The Bristol & Counties Races Company, of which more later, was, at least temporarily, better funded, to the extent that the Berkeley Races died out in the 1870s for around 10 years, before returning in April 1885 on a course of 2 1/2 - 3 miles. Whilst the meeting was well received, including a Yeomanry Cup restricted to riders from the Royal Gloucestershire Hussars that would make Rollo Clifford very proud, it couldn't be sustained and died a death the following year.
Bristol, by contrast, continued to spawn racecourses hither and thither, even though none sadly survive now.
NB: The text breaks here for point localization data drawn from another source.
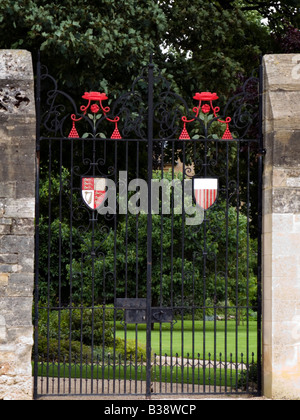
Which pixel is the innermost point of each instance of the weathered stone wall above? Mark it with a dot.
(17, 204)
(281, 227)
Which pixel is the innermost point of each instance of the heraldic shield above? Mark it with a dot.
(205, 191)
(93, 191)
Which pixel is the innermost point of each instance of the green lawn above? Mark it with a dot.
(194, 340)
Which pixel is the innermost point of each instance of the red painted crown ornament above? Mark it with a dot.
(205, 108)
(93, 99)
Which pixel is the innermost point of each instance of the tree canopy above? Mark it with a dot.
(103, 44)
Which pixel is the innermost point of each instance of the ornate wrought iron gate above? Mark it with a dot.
(147, 283)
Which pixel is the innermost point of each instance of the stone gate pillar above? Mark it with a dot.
(17, 204)
(281, 227)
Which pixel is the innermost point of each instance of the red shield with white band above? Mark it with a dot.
(205, 191)
(93, 191)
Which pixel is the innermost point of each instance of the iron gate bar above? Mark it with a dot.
(207, 367)
(149, 224)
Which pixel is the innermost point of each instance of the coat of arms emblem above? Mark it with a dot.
(93, 191)
(205, 191)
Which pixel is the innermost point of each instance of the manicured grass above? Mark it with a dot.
(227, 339)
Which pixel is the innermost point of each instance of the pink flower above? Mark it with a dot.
(205, 108)
(95, 108)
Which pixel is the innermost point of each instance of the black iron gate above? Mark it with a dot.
(148, 241)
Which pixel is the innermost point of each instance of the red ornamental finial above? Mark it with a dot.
(73, 133)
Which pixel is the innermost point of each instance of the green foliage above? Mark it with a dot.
(103, 44)
(82, 325)
(53, 350)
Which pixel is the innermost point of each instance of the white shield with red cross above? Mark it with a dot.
(93, 191)
(205, 191)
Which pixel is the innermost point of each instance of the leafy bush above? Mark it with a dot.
(54, 350)
(84, 325)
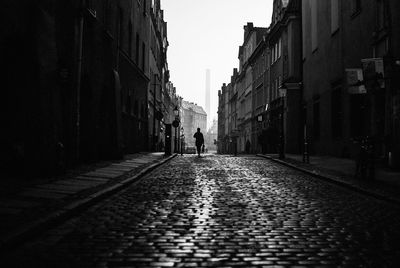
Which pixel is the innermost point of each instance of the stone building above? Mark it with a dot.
(159, 76)
(76, 86)
(284, 42)
(351, 76)
(193, 117)
(252, 36)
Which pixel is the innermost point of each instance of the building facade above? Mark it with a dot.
(252, 37)
(285, 78)
(84, 92)
(193, 117)
(348, 39)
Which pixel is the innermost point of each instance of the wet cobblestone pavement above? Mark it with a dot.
(220, 211)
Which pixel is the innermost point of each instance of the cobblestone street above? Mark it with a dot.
(221, 211)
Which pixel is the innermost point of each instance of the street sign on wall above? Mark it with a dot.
(374, 72)
(355, 81)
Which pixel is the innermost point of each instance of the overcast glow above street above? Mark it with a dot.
(206, 35)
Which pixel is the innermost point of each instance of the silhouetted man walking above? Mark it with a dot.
(199, 140)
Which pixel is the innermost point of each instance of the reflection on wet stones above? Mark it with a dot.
(220, 211)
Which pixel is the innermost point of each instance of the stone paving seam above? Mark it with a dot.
(32, 229)
(333, 180)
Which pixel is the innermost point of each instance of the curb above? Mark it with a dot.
(332, 179)
(31, 230)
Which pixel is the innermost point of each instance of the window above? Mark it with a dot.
(316, 120)
(130, 38)
(336, 112)
(314, 22)
(334, 16)
(129, 107)
(120, 28)
(280, 47)
(380, 14)
(355, 7)
(273, 55)
(137, 48)
(357, 115)
(143, 56)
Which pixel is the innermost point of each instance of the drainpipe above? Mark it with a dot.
(78, 74)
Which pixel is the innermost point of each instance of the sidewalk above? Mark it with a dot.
(386, 185)
(32, 205)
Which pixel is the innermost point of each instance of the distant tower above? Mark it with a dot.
(208, 95)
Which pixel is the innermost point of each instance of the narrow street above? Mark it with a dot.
(222, 211)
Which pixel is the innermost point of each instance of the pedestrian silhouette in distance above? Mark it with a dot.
(199, 140)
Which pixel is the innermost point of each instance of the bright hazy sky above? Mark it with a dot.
(206, 34)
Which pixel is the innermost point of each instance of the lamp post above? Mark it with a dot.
(175, 124)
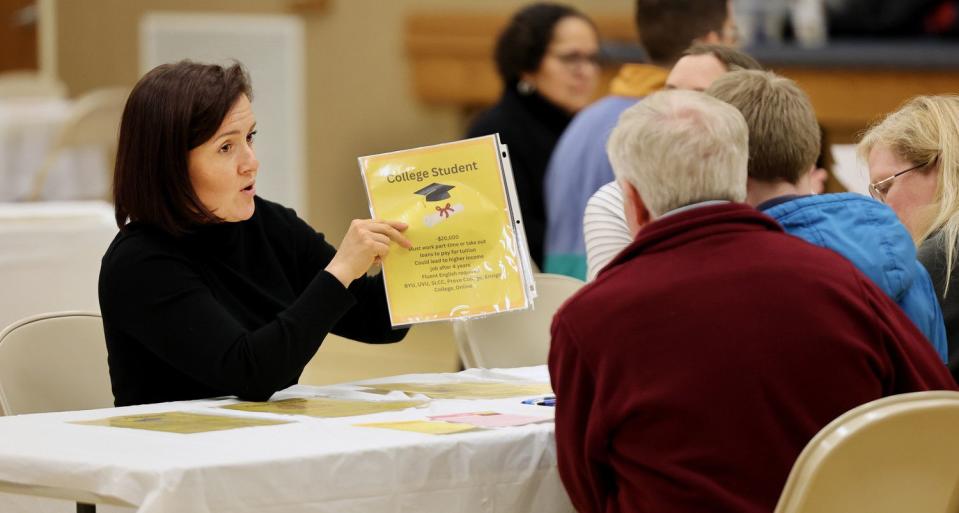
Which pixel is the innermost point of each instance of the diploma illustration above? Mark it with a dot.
(468, 257)
(438, 192)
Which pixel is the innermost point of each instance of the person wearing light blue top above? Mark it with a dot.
(870, 236)
(578, 166)
(784, 141)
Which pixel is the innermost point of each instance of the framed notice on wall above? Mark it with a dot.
(469, 255)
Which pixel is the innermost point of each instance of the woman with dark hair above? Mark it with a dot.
(547, 57)
(209, 290)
The first recorded chase was somewhere in Bristol in 1832, and another is mentioned at Marshfield 2 years later. There were also races on what is best known as Clifton Downs, or Durdham Down, between the Zoo and the halls of residence for the university on the western side of the Common, but again, these died out by 1838.
A further fixture was held at Patchway, between the RAC Call centre and Cribbs Causeway Shopping Centre to viewers on the M5, in 1856, and a meeting west of Keynsham 3 years later, at Knowle. These were all, of course, rural areas before Bristol had grown to its current size.
But it was at Knowle that Bristol set up its biggest chance to make a racecourse of which to be proud. Just off the Wells Road, and south of what is now Redcatch Lane to Bristolians, land was leased by owner Sir Greville Smyth to the Bristol & Western Counties Racecourse Company.